Official Analysis (in Romanian)

Explanation

Let's start from a more simple case, when the grid will only contain letters a and b. Let's associate for each letter a value corresponding to its position in the alphabet (for now, a equals $0$ and b equals $1$). Now we will have to find the number of submatrices such that we have ones in the top left and bottom right corners we have $1$ and we have $0$ everywhere else.

Let's construct another grid of size $n \times n$ where $b(i, j)$ stores the number of consecutive $0$ on the column $j$ above the position $(i, j)$.

Now for each line from $2$ to $n$, for a given position $(i, j)$ which is equal to $1$ (we will consider this the bottom-right corner), we will move from right to left on that line to find the values equal to $1$ placed at coordinates $(i, k)$ where $k < j$ such that $b(i, k) > 0$ and $b(i, k)$ strictly smaller than all values $b(i, p)$ with $p$ between $k+1$ and $j$.

The complexity of this approach is $\mathcal{O}(n^2)$.

Now we need to generalize for the entire grid, which has all lowercase letters of the alphabet.

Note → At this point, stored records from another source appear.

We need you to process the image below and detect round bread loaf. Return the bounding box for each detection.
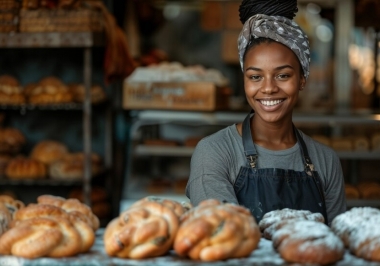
[272,220,345,265]
[5,157,47,179]
[0,204,95,259]
[30,140,68,165]
[37,195,100,231]
[331,207,380,247]
[0,75,25,105]
[104,200,179,259]
[174,199,260,261]
[0,127,26,154]
[25,77,73,104]
[259,208,325,240]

At each step, we fix a letter, let's call it $ch$.

For that letter, we will now create a grid where the positions corresponding to all the letters which are smaller than $ch$ will be equal to $0$, all letters equal to $ch$ will be equal to $1$ and all letters greater than $ch$ will be equal to $2$.

Just like we did it for the binary grid, we will count how many submatrices have values equal to $0$ except for the two corners aforementioned. In order to avoid overcounting, we will only count the submatrices such that they contain $1$ in at least a corner. Now, when we process a position $(i, j)$ we will do as such: if on that position we have $1$, we will count the number of previous position which correspond to both $1$ and $2$, and if on the same position we have $2$, we will only count the previous positions that are equal to $1$.

The complexity of this approach is still $\mathcal{O}(n^2)$ for each letter, which gives us an overall complexity of $\mathcal{O}(sigma \times n^2)$, where $sigma = 26$ is the length of the alphabet.

For other approaches, you can also check out the user solutions on Infoarena, just make sure to press that popup you receive after you first click on a solution.

Implementation

Time Complexity: $\mathcal{O}(26 \cdot N^2)$

Copy
#include <bits/stdc++.h>
using namespace std;

int main() {
	ifstream f("ssdj.in");

	int n;
	f >> n;

	long long ans = 0;